According to court documents, Mattson alleges that the press release implies that employees, including Mattson, were guilty of criminal conduct, which he alleges is false and defamatory.
Police have said they received the ministry's information but there has been no investigation.
Monday's court documents refer to Bill Warburton, a labour and health economist hired as a subcontractor by UVic on the Alzheimer's Disease Therapeutic Initiative study. Warburton's lawyer declined comment Monday until she has read the notice of claim.
Bill Warburton is married to Rebecca Warburton and is related to Maclure.
Warburton, based at UVic, and Maclure, based at UBC, were co-directors of research and evidence development in the pharmaceutical services division.
The Alzheimer's initiative started in 2007 as a joint project involving the provincial government, Alzheimer Society of B.C., UBC and UVic.
Under the initiative, medication is provided for patients with Alzheimer's disease and information is collected on the treatments.
According to court documents, the Health Ministry accused Mattson of "arranging for Bill Warburton, an unauthorized contractor, to receive a disc containing confidential data."

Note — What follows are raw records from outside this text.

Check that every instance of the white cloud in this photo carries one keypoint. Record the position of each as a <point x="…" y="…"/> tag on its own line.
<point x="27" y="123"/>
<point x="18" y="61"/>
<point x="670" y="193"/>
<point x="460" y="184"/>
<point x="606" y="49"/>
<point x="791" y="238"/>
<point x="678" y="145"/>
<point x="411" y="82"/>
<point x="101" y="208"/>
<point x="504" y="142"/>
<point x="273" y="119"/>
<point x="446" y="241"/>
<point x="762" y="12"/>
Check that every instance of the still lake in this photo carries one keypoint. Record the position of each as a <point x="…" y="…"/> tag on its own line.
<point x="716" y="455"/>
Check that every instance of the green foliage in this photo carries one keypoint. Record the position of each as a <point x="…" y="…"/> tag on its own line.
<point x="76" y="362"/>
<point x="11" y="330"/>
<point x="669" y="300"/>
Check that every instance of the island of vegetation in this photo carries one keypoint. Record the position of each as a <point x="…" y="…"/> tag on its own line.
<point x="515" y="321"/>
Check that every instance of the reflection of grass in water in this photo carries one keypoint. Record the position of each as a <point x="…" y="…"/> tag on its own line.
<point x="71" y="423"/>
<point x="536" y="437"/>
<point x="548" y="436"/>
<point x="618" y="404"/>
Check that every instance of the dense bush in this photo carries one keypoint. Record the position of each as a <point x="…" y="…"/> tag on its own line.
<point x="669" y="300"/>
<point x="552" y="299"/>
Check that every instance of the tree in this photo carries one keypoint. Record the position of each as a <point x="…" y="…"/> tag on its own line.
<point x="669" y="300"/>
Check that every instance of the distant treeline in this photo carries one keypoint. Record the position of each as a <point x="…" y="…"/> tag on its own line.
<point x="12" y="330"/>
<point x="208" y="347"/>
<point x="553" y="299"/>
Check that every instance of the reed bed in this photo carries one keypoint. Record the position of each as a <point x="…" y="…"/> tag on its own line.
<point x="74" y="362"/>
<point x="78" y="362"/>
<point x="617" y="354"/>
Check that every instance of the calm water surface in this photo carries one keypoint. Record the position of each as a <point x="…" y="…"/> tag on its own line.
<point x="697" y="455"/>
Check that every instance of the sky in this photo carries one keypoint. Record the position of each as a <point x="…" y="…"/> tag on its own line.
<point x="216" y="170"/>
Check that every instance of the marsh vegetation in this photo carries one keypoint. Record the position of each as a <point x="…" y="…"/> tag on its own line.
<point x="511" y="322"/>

However, Mattson didn't have the authority to pro-vide any confidential data to anyone - including Bill Warburton, who was under contract with UVic, the civil claim says.
"At the request of the University of Victoria, Mr. Mattson fulfilled his sole role and duty and did submit an application to the director of Data Access and Research Services to have Bill Warburton added to a schedule of a contract the government had entered with the University of Victoria called the Information Sharing Agreement as an approved user of the database," according to court documents.
The director of data access and his superiors were the only people with the ability to grant authorization to access the data, the claim says.
The health data never went to UVic or a potential subcontractor, Mattson's lawyer, Christopher A. Siver, said earlier.